- Born: Ramón Antonio Ropaín Elías 23 December 1916 Ciénaga, Colombia
- Died: 2 April 1986 (aged 69) Barranquilla, Colombia

= Ramón Ropaín =

Colombian pianist (1916–1986)

Ramón Antonio Ropaín Elías (1916–1986) was a Colombian pianist, songwriter, bandleader, and arranger. He played in the orchestras of Lucho Bermúdez and Juancho Vargas, and led several orchestras of his own in Bogotá.

==Early life and education==
Ropaín was born on 23 December 1916 (Note: Ropaín claimed to have been born in 1920, but according to his daughter, he was actually born in 1916.) in Ciénaga, in the Colombian department of Magdalena. His parents were Clemente Ropaín, a farmer, and Delia Elías.
He went to primary school at the Colegio La Esperanza in Cartagena, and obtained his high school baccelaureate in 1942 from the Colegio Mayor de Neustra Señora del Rosario in Bogotá.

In 1947–1948, Ropaín studied three semesters of medicine at the Universidad del Rosario in Bogotá.
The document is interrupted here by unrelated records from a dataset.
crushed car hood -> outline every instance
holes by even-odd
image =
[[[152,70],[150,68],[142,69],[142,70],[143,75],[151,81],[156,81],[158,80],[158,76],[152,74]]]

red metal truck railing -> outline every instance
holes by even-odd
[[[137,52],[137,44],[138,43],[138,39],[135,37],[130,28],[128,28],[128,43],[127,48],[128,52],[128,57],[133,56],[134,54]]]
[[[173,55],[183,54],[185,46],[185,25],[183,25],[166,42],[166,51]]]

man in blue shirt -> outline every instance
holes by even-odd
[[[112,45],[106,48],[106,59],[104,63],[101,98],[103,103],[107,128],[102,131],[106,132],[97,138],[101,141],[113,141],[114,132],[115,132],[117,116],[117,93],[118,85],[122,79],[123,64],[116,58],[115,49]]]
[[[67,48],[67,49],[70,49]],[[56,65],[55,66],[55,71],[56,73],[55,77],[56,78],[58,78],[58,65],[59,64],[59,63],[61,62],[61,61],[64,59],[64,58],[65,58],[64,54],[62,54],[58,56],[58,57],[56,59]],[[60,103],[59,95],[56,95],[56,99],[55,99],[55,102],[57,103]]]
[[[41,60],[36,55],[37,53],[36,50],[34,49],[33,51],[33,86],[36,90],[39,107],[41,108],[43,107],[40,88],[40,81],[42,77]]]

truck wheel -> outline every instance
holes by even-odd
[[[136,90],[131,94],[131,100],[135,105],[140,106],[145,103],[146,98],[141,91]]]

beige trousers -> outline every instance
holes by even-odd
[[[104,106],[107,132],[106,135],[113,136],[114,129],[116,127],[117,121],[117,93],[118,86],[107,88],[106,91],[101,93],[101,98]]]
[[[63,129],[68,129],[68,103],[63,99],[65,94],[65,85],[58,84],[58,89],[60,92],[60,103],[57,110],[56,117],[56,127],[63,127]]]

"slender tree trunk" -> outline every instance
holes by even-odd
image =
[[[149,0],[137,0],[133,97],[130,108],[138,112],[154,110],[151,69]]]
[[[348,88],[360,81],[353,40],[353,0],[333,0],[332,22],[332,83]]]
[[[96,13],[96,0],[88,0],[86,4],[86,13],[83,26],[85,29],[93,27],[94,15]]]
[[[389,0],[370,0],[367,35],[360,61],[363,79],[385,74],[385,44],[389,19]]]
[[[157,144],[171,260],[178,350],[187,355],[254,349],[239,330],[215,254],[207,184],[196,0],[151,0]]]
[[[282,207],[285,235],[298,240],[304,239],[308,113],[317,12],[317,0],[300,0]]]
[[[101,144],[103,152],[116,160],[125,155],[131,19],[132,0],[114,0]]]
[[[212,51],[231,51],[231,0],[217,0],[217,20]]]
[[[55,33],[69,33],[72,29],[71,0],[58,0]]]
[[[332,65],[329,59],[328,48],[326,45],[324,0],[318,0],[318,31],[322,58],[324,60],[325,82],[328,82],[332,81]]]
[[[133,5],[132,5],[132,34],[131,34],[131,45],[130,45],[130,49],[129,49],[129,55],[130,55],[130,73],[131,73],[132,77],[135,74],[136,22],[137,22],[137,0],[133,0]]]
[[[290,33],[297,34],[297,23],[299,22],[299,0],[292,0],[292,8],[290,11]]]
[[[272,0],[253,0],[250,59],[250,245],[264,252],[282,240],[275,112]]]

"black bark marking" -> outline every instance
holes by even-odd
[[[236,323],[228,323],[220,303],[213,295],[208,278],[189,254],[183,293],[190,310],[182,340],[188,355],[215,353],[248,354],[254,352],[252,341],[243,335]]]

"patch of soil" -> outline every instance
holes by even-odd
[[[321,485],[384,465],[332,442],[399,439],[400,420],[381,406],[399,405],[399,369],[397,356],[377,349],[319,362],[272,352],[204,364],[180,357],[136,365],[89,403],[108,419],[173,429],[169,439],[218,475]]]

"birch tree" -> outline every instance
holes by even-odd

There he was taught piano by José Vicente Castro, and he was later taught by Pedro Biava in Barranquilla. Ropaín then went to Philadelphia in the United States, where he studied pharmacy, and also attended the Juilliard School in New York alongside Colombian guitarist Álvaro Dalmar.

==Music career==
Ropaín returned to Barranquilla and worked as a pharmacist while pursuing music on the side. In 1950 he went to Medellín and joined the orchestra of Lucho Bermúdez as a pianist, alongside musicians including Luis Uribe Bueno and Pacho Galán. He also played in the orchestra of Juancho Vargas. Ropaín then went to Bogotá and in 1955–1956 founded his own orchestra, who performed regularly at the Club Militar. He became involved in the early years of television in Colombia, producing some programmes and writing soundtracks for others, as well as appearing regularly on the radio. In Bogotá he also recorded his first LP, Festival Musical, featuring vocals from las Hermanas Montoya.
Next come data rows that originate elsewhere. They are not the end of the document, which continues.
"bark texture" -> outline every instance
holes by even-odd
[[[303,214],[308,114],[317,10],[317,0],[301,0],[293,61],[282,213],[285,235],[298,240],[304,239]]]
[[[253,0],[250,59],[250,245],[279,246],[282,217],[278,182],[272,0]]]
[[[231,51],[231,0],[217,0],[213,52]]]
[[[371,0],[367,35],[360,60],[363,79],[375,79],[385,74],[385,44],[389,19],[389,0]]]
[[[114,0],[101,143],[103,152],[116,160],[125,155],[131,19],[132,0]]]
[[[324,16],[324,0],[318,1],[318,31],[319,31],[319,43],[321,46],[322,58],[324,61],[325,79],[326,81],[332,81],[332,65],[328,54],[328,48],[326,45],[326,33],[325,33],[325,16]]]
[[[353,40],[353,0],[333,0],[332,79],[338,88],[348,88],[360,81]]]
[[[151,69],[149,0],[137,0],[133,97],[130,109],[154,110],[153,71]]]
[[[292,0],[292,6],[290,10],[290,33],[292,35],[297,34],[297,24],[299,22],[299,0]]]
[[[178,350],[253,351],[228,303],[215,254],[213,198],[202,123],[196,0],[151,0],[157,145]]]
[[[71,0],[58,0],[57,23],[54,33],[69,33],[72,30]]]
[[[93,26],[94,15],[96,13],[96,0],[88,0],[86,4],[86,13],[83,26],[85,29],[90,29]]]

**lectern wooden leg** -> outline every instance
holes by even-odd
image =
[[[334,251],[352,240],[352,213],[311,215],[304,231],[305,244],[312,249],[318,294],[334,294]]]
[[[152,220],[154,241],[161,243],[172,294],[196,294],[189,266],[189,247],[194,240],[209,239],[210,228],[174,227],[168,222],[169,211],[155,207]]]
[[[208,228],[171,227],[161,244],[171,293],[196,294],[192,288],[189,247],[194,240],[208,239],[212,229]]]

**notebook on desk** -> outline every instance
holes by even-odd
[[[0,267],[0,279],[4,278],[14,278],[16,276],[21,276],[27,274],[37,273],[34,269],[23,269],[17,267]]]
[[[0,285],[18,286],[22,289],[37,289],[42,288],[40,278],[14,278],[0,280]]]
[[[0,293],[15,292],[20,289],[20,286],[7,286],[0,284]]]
In the 1960s, Ropaín was musical director and pianist for Hernando Monroy's Ballet Folclórico Gran Colombiano. He travelled with them to Mexico, and when they returned to Colombia he stayed on contract with RCA Victor. He later returned to Bogotá and again led his own orchestra, with whom he released several LPs on CBS. Ropaín eventually moved back to Barranquilla where he lived until his death.

===Musical style and compositions===
Radio Nacional de Colombia described Ropaín as "one of the key figures of the Caribbean sound, instrumental music, and the genesis of Colombian jazz." He wrote over 80 songs in styles including bambuco, bolero, cumbia, and pasillo. His compositions include "Currucuteando", "Brinca la Cuerda", and "Claudia", and have been recorded by artists including Billo's Caracas Boys, los Melódicos, and Lucho Bermúdez.

Ropaín led bands under several different names, including the Combo Bonito, Don Ropa y sus Estrellas, and el Sexteto Daro.

==Personal life and death==
Ropaín was married to singer Teresa García, and they had six children. He died on 2 April 1986 in Barranquilla.